You can also iterate over bytes too:

apple.%bytes.{|byte|
  \< byte 
  # '🍎' has 4 bytes: 240, 159, 141, 142
  # Prints: 65('A'), 110('n'), 32(' '), 240, 159, 141, 142
}

Bytes can be formatted for better printing:

\< apple.%hex-fmt
# Prints: 0x416E20F09F8D8E

Inserting¶

The simplest way to insert a character or a sequence of characters at a specific index is the operators <<=, or method insert:

:a : :%!"Sunny day"
\< a.append('!', 6)
# Same as: a.%+<('!', 6)

# Prints "Sunny day!!!"

The arrow shows from which end the operation occurs.

Removing¶

The mutating method remove removes characters at an index or range:

:a : :%!"sunny day"
\< a.%-<(0)
# Prints: "unny day"

a.%-<(0:<.<:5)
# Prints: "day"

# Above statements are the same as 
# (%!"sunny day").remove(0:<.<:6)

The arrow shows from which end the operation occurs.

Replacing¶

The mutating method replace replace characters at an index or range:

:a : :%!"red color"
\< a %<->(4) 'car'
# Prints: "red car"

# Same as (%!"red color").replace 4, 'car'

Slicing¶

In U, you can easily extract any substrings based on a range of indexes.

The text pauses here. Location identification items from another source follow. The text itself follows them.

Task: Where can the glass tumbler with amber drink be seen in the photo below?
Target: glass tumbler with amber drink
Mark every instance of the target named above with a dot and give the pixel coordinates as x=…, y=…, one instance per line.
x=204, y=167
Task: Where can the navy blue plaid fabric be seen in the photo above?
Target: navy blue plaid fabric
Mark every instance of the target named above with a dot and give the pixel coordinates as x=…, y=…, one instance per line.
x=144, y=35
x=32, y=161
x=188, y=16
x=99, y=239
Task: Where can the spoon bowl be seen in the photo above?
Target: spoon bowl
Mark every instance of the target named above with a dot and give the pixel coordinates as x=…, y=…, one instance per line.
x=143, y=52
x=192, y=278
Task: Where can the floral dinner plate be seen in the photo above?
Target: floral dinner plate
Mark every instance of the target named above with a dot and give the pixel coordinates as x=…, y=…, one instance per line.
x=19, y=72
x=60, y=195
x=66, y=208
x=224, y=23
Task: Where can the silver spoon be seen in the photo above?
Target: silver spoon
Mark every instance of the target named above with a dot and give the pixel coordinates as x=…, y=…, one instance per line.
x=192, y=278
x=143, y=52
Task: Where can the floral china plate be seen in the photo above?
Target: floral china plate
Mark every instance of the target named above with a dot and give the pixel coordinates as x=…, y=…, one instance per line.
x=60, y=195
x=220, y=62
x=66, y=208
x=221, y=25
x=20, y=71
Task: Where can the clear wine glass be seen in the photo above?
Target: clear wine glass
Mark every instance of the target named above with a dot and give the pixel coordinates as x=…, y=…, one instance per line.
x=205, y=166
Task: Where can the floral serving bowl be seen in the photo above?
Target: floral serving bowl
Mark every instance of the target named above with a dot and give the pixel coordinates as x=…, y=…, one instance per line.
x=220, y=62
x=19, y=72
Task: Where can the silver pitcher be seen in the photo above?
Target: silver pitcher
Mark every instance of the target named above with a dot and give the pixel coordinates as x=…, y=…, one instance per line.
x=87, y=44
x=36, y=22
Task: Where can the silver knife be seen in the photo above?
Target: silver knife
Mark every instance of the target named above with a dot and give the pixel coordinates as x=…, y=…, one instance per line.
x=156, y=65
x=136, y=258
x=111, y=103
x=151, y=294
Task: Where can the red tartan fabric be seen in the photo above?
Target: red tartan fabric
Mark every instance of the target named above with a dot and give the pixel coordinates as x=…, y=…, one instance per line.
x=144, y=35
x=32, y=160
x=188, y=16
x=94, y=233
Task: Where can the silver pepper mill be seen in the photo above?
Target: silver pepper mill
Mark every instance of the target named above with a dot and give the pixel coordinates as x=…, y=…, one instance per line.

:a : "green tree"[ :<.>:-5 ]

Pattern Matching¶

The simplest way to check if a substring exists in a string is to call contains method:

:a : "green button"
\< a.%? 'green'
# Prints: true

\< a.%? :%/^green/
# Prints: true

Appending¶

The simple way to append to string is by using operators +=, ++ or by using the append method.

You can append an entire string to the original one:

:name : 'Bob'
:a : :%! "Welcome" ++ " "
a += name
a.append \'!'
\< a  # Prints: 'Welcome Bob!'